In der vorigen Woche hatte einer der Drahtzieher der Energieblockade der Krim, Lenur Isljamow, erklärt, die Türkei würde die Krim-Tataren unterstützen sowie die Bildung eines neuen Freiwilligenbataillons in der Ukraine fördern.

„Die jüngsten unfreundlichen Schritte führen zu einer Vertiefung der Konfrontation“, betonte Glasowa. „Man könnte Russland zu symmetrischen Antworten auf die Gefahren zwingen. Und wenn man die Situation im Südosten der Türkei bedenkt, wo die Kurden rebellieren, könnte die türkische Führung in eine sehr schwierige Situation geraten.“

In der Türkei dauern bereits seit mehr als einem Monat Massenunruhen unter Beteiligung von Kurden an, bei denen bereits mehr als 140 Aktivisten der kurdischen Arbeiterpartei PKK getötet wurden. Die Behörden richteten nicht nur die Infanterie, sondern auch Panzer gegen die Protestierenden.

Inzwischen hat der Ko-Vorsitzende der prokurdischen Demokratischen Partei der Völker, Selahattin Demirtas, trotz der Proteste Ankaras Moskau besucht, wo er sich mit Außenminister Lawrow traf.

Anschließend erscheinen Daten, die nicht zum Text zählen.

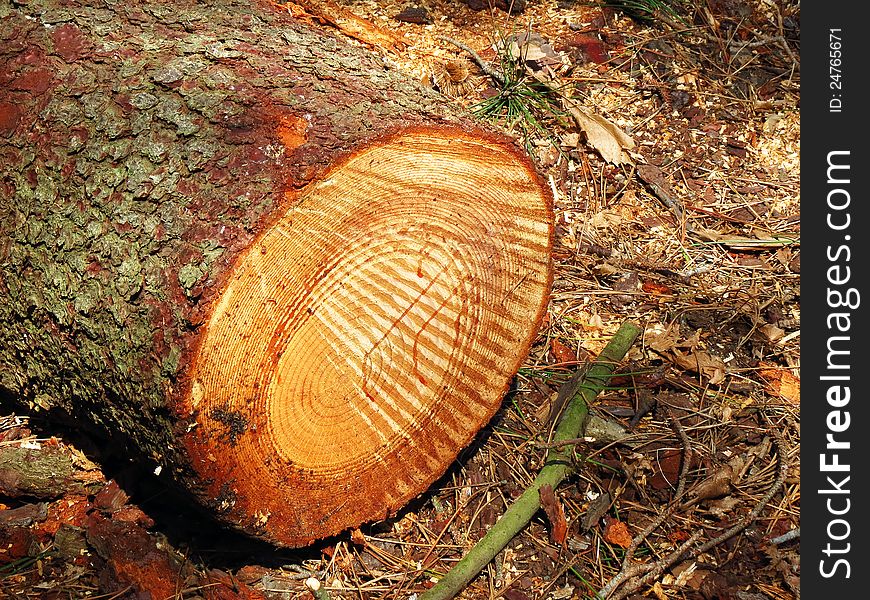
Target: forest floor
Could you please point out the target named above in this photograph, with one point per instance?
(672, 147)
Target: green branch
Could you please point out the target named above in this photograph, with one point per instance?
(579, 391)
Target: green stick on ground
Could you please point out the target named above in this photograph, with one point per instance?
(581, 389)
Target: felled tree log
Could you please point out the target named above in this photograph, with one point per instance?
(291, 279)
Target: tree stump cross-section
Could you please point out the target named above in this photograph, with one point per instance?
(268, 263)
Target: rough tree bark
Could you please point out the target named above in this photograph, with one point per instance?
(295, 281)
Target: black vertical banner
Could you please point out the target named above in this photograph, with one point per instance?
(835, 426)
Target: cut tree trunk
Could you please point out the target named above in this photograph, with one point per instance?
(294, 280)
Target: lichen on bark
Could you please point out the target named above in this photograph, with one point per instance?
(139, 154)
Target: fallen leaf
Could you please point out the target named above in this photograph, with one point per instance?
(596, 509)
(616, 532)
(561, 352)
(556, 515)
(783, 383)
(651, 287)
(710, 366)
(608, 139)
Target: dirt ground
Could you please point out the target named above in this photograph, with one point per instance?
(671, 144)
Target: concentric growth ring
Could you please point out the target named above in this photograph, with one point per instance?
(369, 333)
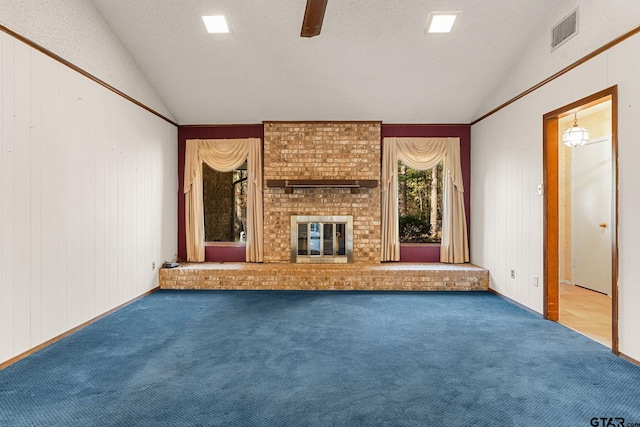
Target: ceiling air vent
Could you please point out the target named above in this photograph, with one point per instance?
(565, 30)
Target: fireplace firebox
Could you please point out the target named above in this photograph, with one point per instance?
(321, 239)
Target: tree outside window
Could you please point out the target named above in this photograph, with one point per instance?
(420, 204)
(225, 204)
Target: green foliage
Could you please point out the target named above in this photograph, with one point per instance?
(414, 229)
(420, 200)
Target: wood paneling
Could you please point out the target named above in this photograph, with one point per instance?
(87, 190)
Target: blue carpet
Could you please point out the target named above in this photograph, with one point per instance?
(320, 359)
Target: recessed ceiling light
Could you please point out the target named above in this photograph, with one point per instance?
(441, 22)
(216, 24)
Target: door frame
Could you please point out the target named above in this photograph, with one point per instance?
(550, 205)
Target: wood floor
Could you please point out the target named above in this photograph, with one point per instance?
(586, 311)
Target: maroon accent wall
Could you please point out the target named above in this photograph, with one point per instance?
(212, 254)
(413, 253)
(408, 253)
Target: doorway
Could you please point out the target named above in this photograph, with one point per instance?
(580, 217)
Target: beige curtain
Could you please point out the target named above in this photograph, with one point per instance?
(223, 155)
(422, 154)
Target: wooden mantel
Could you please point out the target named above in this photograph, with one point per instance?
(353, 184)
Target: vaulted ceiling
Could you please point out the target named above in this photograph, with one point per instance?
(371, 61)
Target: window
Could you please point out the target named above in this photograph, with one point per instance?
(420, 204)
(225, 204)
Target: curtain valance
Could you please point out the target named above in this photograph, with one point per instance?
(422, 154)
(223, 155)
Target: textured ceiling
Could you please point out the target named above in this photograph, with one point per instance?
(372, 60)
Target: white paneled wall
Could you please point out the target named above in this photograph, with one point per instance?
(506, 159)
(87, 198)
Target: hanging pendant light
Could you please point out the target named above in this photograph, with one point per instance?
(575, 136)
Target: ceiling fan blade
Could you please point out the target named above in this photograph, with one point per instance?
(313, 17)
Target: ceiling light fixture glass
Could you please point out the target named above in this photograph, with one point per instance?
(441, 22)
(216, 24)
(575, 136)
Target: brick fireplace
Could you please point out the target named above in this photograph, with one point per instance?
(322, 151)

„Noch vor wenigen Monaten war es einfach unvorstellbar, dass Russland einen Führer nicht nur einer oppositionellen, sondern auch einer prokurdischen türkischen Partei auf hoher Ebene empfangen würde“, so Expertin Glasowa weiter. „Mit diesem Schritt gab Moskau Ankara ein klares Zeichen, dass es Möglichkeiten für eine symmetrische Antwort hat. Falls aber Russland die Kurden unterstützen würde, wäre das die schlimmste Variante sowohl für Russland als auch für die Türkei“, warnte sie.


Zudem zeigte sich Glasowa überzeugt, dass Ankaras antirussisches Vorgehen der Türkei selbst schade. Erdogans Regime handle „unvernünftig“, denn Spannungen mit den Nachbarländern samt der Vertiefung der internen Probleme könnten „zu einem Zerfall des türkischen Staates führen“.

Kreml-Chef Wladimir Putin hatte während seiner jüngsten Jahrespressekonferenz erklärt, er sehe keine Perspektiven für den Wiederaufbau der Beziehungen mit Ankara, weil man mit der aktuellen türkischen Führung „praktisch nicht verhandeln kann“.